E comum que professores de literatura ouçam de seus alunos as perguntas: “Isso que eu escrevi é um conto?” ou ““Como eu classifico esse texto?”, “O que eu faço para esse texto virar uma crônica?”

Temos a necessidade de enquadrar nossos escritos num formato, dar a eles uma família, uma classificação. Ao analisar essa questão, devemos entender que primeiro nasceram os textos. Depois disso, foi feita a classificação. Ou seja, a livre criação literária precede o enquadramento em determinado modelo. E nem sempre é possível delimitar um único gênero.

Tomemos como exemplo o capítulo inicial de Iracema, de José de Alencar, clássico do nosso Romantismo, em que encontramos uma prosa que se mistura claramente à poesia, sem que saibamos onde cada uma começa ou termina:

“Verdes mares bravios de minha terra natal, onde canta a jandaia nas frondes da carnaúba;

Verdes mares que brilhais como líquida esmeralda aos raios do Sol nascente, perlongando as alvas praias ensombradas de coqueiros.

Serenai verdes mares, e alisai docemente a vaga impetuosa, para que o barco aventureiro manso resvale à flor das águas.

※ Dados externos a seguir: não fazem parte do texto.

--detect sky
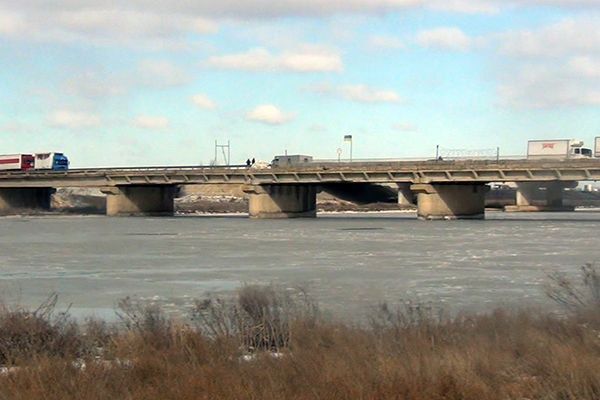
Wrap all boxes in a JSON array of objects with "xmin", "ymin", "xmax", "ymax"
[{"xmin": 0, "ymin": 0, "xmax": 600, "ymax": 167}]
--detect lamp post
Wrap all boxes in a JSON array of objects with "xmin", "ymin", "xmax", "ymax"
[{"xmin": 344, "ymin": 135, "xmax": 352, "ymax": 162}]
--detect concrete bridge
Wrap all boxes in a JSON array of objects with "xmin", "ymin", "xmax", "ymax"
[{"xmin": 0, "ymin": 159, "xmax": 600, "ymax": 219}]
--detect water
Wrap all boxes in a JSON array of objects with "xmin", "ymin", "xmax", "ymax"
[{"xmin": 0, "ymin": 212, "xmax": 600, "ymax": 317}]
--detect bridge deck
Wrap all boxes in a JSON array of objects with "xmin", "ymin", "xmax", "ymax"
[{"xmin": 0, "ymin": 159, "xmax": 600, "ymax": 188}]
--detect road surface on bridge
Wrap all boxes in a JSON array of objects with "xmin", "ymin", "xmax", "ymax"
[{"xmin": 0, "ymin": 159, "xmax": 600, "ymax": 188}]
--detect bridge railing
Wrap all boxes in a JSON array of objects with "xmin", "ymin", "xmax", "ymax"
[{"xmin": 313, "ymin": 155, "xmax": 527, "ymax": 164}]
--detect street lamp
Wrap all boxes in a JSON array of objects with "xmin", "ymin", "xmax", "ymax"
[{"xmin": 344, "ymin": 135, "xmax": 352, "ymax": 162}]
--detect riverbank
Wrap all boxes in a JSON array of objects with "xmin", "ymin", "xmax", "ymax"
[{"xmin": 0, "ymin": 275, "xmax": 600, "ymax": 400}]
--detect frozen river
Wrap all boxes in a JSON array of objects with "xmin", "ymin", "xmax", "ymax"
[{"xmin": 0, "ymin": 212, "xmax": 600, "ymax": 316}]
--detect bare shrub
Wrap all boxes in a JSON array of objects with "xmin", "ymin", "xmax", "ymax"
[
  {"xmin": 546, "ymin": 263, "xmax": 600, "ymax": 312},
  {"xmin": 193, "ymin": 285, "xmax": 319, "ymax": 351},
  {"xmin": 0, "ymin": 294, "xmax": 84, "ymax": 365}
]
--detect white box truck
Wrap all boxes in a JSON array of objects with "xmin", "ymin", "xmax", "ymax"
[
  {"xmin": 527, "ymin": 139, "xmax": 592, "ymax": 160},
  {"xmin": 0, "ymin": 154, "xmax": 34, "ymax": 171}
]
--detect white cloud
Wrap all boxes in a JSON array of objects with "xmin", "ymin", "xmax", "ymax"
[
  {"xmin": 246, "ymin": 104, "xmax": 294, "ymax": 125},
  {"xmin": 310, "ymin": 84, "xmax": 403, "ymax": 103},
  {"xmin": 206, "ymin": 46, "xmax": 343, "ymax": 72},
  {"xmin": 137, "ymin": 60, "xmax": 192, "ymax": 88},
  {"xmin": 393, "ymin": 122, "xmax": 419, "ymax": 132},
  {"xmin": 417, "ymin": 27, "xmax": 473, "ymax": 51},
  {"xmin": 427, "ymin": 0, "xmax": 500, "ymax": 14},
  {"xmin": 63, "ymin": 70, "xmax": 129, "ymax": 99},
  {"xmin": 568, "ymin": 56, "xmax": 600, "ymax": 78},
  {"xmin": 501, "ymin": 17, "xmax": 600, "ymax": 57},
  {"xmin": 47, "ymin": 110, "xmax": 101, "ymax": 129},
  {"xmin": 192, "ymin": 93, "xmax": 217, "ymax": 110},
  {"xmin": 0, "ymin": 6, "xmax": 217, "ymax": 49},
  {"xmin": 133, "ymin": 115, "xmax": 169, "ymax": 130},
  {"xmin": 368, "ymin": 35, "xmax": 405, "ymax": 49},
  {"xmin": 498, "ymin": 16, "xmax": 600, "ymax": 108}
]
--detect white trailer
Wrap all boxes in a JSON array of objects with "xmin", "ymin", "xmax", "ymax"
[
  {"xmin": 527, "ymin": 139, "xmax": 592, "ymax": 160},
  {"xmin": 0, "ymin": 154, "xmax": 33, "ymax": 171}
]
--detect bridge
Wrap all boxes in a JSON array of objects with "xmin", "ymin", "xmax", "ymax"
[{"xmin": 0, "ymin": 159, "xmax": 600, "ymax": 219}]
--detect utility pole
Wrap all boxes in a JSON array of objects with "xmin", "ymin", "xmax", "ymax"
[
  {"xmin": 214, "ymin": 140, "xmax": 231, "ymax": 166},
  {"xmin": 344, "ymin": 135, "xmax": 352, "ymax": 162}
]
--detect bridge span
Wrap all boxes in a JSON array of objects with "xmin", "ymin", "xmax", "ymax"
[{"xmin": 0, "ymin": 159, "xmax": 600, "ymax": 219}]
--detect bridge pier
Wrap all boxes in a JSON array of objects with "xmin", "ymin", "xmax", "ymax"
[
  {"xmin": 411, "ymin": 183, "xmax": 489, "ymax": 220},
  {"xmin": 0, "ymin": 188, "xmax": 55, "ymax": 214},
  {"xmin": 398, "ymin": 183, "xmax": 417, "ymax": 207},
  {"xmin": 102, "ymin": 185, "xmax": 176, "ymax": 216},
  {"xmin": 505, "ymin": 182, "xmax": 577, "ymax": 212},
  {"xmin": 244, "ymin": 184, "xmax": 318, "ymax": 219}
]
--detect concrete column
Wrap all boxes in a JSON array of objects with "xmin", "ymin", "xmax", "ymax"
[
  {"xmin": 411, "ymin": 184, "xmax": 489, "ymax": 220},
  {"xmin": 505, "ymin": 182, "xmax": 577, "ymax": 212},
  {"xmin": 244, "ymin": 185, "xmax": 318, "ymax": 218},
  {"xmin": 102, "ymin": 185, "xmax": 176, "ymax": 216},
  {"xmin": 398, "ymin": 183, "xmax": 417, "ymax": 207},
  {"xmin": 0, "ymin": 188, "xmax": 55, "ymax": 214}
]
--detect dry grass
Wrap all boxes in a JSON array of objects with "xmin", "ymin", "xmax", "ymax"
[{"xmin": 0, "ymin": 276, "xmax": 600, "ymax": 400}]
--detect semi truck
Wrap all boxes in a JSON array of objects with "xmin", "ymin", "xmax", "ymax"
[
  {"xmin": 0, "ymin": 152, "xmax": 69, "ymax": 171},
  {"xmin": 527, "ymin": 139, "xmax": 597, "ymax": 160}
]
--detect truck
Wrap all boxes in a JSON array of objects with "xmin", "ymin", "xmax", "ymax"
[
  {"xmin": 271, "ymin": 154, "xmax": 313, "ymax": 167},
  {"xmin": 34, "ymin": 153, "xmax": 69, "ymax": 171},
  {"xmin": 527, "ymin": 139, "xmax": 593, "ymax": 160},
  {"xmin": 0, "ymin": 154, "xmax": 35, "ymax": 171},
  {"xmin": 0, "ymin": 152, "xmax": 69, "ymax": 171}
]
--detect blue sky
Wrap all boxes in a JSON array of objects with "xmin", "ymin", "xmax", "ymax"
[{"xmin": 0, "ymin": 0, "xmax": 600, "ymax": 167}]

Onde vai a afouta jangada, que deixa rápida a costa cearense, aberta ao fresco terral a grande vela?

Onde vai como branca alcíone buscando o rochedo pátrio nas solidões do oceano?”

Dificilmente, portanto encontramos um texto em que apenas um gênero é identificável, pois os formatos se mesclam, e um gênero serve como suporte a vários outros. Podemos colocar um poema numa carta. Ou uma receita de bolo. Talvez uma letra de canção. Num romance, há uma infinidade de subgêneros envolvidos.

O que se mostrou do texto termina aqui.